Sequences of the Gene-Specific Primers Used for Reverse Transcription–Polymerase Chain Reaction

Gene and symbol	Primer sequences (5′-3′)
α-Amylase (AMY)	F: CATTGACATTGGCGTAGCAG R: CAGAATGTCAAGATGGATGC
Aquaporin 5 (AQP5)	F: CTCTGCATCTTCTCCTCCACG R: TCCTCTCTATGATCTTCCCAG
Zona Occludens (ZO-1)	F: GATGAGGTTGTGTCCGGAGT R: AGGACCGTGTAATGGCAGAC
E-Cadherin (E-Cadherin)	F: AGACTTTGGTGTGGGTCAGG R: GTTGACCGTCCCTTCACAGT
Laminin (Laminin)	F: CACTGCTACCCTCTGCCTTC R: TTGTCGGGTCACAGGTTGTA
Na-K-Cl cotransporter (NKCC1)	F: TGTTGGATTCGCAGAGACTG R: GTTCTTTTGGGTATGGCTGA
Achaete–scute family bHLH transcription factor 3 (Ascl3)	F: GGTGAAAGGAAACGATGGACACC R: TTCTCCAGGTAGTCCTCCGGA
Cytokeratin 5 (CK5)	F: GCTCCTCCAGGAACCATCAT R: CAAAGCCACTACCAGCTCCA
Cytokeratin 19 (CK19)	F: GGACCCTCCCGAGATTACAA R: CAAGGTAGGTGGCTTCAGCA
Type I collagen (COL1)	F: ACGTCCTGGTGAAGTTGGTC R: AGCCACGATGACCCTTTATG
Type IV collagen (COL4)	F: CAAGCATAGTGGTCCGAGTC R: AGGCAGGTCAAGTTCTAGCG
Lipoprotein lipase (LPL)	F: GCGTAGCAGGAAGTCTGACC R: CTACAACTCAGGCAGAGCCC
Fatty acid binding protein 4 (FABP4)	F: AAAGAAGTGGGAGTGGGCTT R: CTCTTGTGGAAGTCACGCCT
Peroxisome proliferator-activated receptor gamma 2 (PPARγ2)	F: CTTATTTATGATAGGTGTGATCTTAACTGC R: GTGATATGTTTGAACTTGATTTTATCTTCT
Alkaline phosphatase (ALP)	F: AACCCAGACACAAGCATTCC R: GAGACATTTTCCCGTTCACC
Runt-related transcription factor 2 (RUNX2)	F: ATGGCCGGGAATGATGAGAACTAC R: GACACCTACTCTCATACTGGGATG
Distal-less homeobox 5 (DLX5)	F: CAGAAGAGTCCCAAGCATCC R: CCACTTCTTTCTCTGGCTGG
Aggrecan (ACAN)	F: GCGACATCTGGAGTGACTGA R: AGACACAGTGGGGAAACCTG
Collagen X (COL10)	F: GTCCAAGAGGTGAACCTGGA R: GCACCTACTGCTGGGTAAGC
Albumin (Albumin)	F: AGGCGACTATCTCCAGCAAA R: AGTTGGGGTTGACACCTGAG
α-Fetoprotein (AFP)	F: CCTATGCCCCTCCCCCATTC R: CTCACACCAAAGCGTCAACACATT
α1-anti-trypsin (AAT)	F: TATCCCCACTGAGCATCTCC R: CATGTCGTACAAGCCCCTTT
Tyrosine aminotransferase (TAT)	F: GCCAATCCTGGACAGAACAT R: TTCTGAAGGTGCCGCTTACT
Annexin I (Annexin I)	F: GGTGACCGTTGTCAGGACTT R: TTCTGAAGGTGCCGCTTACT
Glyceraldehyde 3-phosphate dehydrogenase (GAPDH)	F: GTGGATGGCCCCTCTGGAAA R: GGCCTCTCTTGCTCAGTGTC

Immunofluorescence staining

Cultured cells were washed two times with PBS, fixed with methanol at −20°C for 10 min, and then washed in PBS containing 0.05% Tween 20. Nonspecific binding was blocked with PBS containing 1% bovine serum albumin.
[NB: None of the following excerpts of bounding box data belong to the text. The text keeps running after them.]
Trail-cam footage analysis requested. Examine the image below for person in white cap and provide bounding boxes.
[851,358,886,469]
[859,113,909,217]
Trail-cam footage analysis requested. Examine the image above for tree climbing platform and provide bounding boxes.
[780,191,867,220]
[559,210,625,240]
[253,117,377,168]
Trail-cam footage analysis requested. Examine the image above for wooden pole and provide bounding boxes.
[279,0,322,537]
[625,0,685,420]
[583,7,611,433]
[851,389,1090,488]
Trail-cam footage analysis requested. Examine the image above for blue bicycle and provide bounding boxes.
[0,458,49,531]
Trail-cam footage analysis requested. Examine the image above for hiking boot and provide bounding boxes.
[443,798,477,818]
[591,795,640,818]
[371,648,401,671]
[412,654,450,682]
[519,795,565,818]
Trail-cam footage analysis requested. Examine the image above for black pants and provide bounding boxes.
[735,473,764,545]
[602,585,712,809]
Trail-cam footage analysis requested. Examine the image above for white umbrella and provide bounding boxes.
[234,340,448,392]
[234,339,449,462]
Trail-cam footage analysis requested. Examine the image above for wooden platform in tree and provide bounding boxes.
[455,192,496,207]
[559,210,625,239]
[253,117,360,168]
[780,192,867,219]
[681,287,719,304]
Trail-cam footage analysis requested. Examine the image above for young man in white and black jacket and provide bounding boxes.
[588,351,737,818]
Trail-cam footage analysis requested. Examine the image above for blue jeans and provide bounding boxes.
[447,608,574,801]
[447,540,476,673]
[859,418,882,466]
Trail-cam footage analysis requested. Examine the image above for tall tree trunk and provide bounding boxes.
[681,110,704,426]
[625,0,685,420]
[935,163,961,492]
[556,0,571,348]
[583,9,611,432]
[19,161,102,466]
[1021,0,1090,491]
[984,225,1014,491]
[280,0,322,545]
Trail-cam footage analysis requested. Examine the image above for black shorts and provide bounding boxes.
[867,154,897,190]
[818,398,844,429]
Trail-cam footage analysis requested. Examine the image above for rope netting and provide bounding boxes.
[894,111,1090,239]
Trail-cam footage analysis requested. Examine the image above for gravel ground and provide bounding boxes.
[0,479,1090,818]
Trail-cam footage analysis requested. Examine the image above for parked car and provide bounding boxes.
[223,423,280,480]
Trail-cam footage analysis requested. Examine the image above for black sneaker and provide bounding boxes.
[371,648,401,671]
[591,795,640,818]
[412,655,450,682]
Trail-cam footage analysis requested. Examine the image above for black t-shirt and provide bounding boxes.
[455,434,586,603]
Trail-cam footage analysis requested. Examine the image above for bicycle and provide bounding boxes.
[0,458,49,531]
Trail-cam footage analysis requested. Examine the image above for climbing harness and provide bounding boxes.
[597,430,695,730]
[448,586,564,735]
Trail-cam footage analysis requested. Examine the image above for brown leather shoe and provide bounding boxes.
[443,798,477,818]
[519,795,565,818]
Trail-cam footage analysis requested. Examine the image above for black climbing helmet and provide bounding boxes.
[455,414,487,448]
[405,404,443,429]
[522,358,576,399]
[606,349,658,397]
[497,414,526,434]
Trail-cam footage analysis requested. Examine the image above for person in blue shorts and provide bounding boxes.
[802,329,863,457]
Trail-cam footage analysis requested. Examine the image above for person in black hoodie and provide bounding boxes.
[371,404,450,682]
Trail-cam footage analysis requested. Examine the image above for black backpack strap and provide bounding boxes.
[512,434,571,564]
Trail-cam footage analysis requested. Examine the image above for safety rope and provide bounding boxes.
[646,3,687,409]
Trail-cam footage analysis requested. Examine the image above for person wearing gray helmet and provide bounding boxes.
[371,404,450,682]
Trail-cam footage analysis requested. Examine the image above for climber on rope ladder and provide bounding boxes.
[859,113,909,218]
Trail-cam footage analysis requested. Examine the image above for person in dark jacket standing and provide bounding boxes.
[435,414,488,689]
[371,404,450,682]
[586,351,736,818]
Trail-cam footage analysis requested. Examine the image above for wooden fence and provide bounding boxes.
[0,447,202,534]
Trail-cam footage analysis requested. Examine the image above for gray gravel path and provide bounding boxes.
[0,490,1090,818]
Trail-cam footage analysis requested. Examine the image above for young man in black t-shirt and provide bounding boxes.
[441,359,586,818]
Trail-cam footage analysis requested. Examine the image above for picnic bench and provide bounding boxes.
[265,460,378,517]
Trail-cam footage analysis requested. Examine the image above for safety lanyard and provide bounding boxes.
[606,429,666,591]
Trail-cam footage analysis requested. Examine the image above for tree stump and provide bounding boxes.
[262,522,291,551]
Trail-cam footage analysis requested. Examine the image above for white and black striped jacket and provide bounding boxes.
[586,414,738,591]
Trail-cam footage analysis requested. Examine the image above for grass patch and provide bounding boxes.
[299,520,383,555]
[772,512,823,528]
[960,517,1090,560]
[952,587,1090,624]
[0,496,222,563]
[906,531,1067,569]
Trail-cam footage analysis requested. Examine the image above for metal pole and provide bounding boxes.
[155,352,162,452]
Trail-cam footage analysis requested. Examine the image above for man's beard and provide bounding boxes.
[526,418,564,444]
The cells were then incubated with primary antibody for AQP5 (Calbiochem), c-Kit (CD117; Santa Cruz Biotechnology), Ascl-3 (Santa Cruz Biotechnology), CK-5 (Abcam), and collagen IV (EMD Millipore) in a moist chamber overnight at 4°C. After washing in PBS, cells were incubated with Alexa-488-conjugated goat anti-rabbit immunoglobulin G for 2 h in the dark at room temperature. Next, 4′,6-diamidino-2-phenylindole, dihydrochloride (DAPI; Vector Labs, H-1500) was added for 3–5 min to stain the cell nuclei. All experiments included a slide with no primary antibody as a negative control. After mounting, cells were viewed using a confocal laser scanning microscope (Olympus FV1000; Olympus).

In vitro differentiation

SGSCs were analyzed for their capacity to differentiate into mesenchymal cells (adipogenic, osteogenic, and chondrogenic), as previously described.¹⁸ SGSCs were also examined to determine whether they could differentiate into salivary epithelial and hepatic cell lineages. For SG epithelial differentiation, cells at passage 6 were seeded at 1×10⁴ cells per well onto plates that had been precoated with Matrigel (BD Biosciences). NIH3T3 normal fibroblasts served as a control. The cells were then cultured in DMEM/F12 (Gibco BRL) supplemented with 10% FBS, 1% penicillin/streptomycin, 1% ITS premix, 10 mM nicotinamide (Sigma), 1×10⁻⁷ M dexamethasone (Sigma), 1 mM β-mercaptoethanol (Gibco BRL), 20 ng/mL epidermal growth factor, and 20 ng/mL hepatocyte growth factor (R&D Systems) at 37°C for 3 days and then photographed under a light microscope (Olympus CKX41; Olympus). Next, the cells were used for RNA analysis and immunofluorescence staining. Anti-a-amylase antibody (Cell Signaling Technology) was used for immunofluorescence staining.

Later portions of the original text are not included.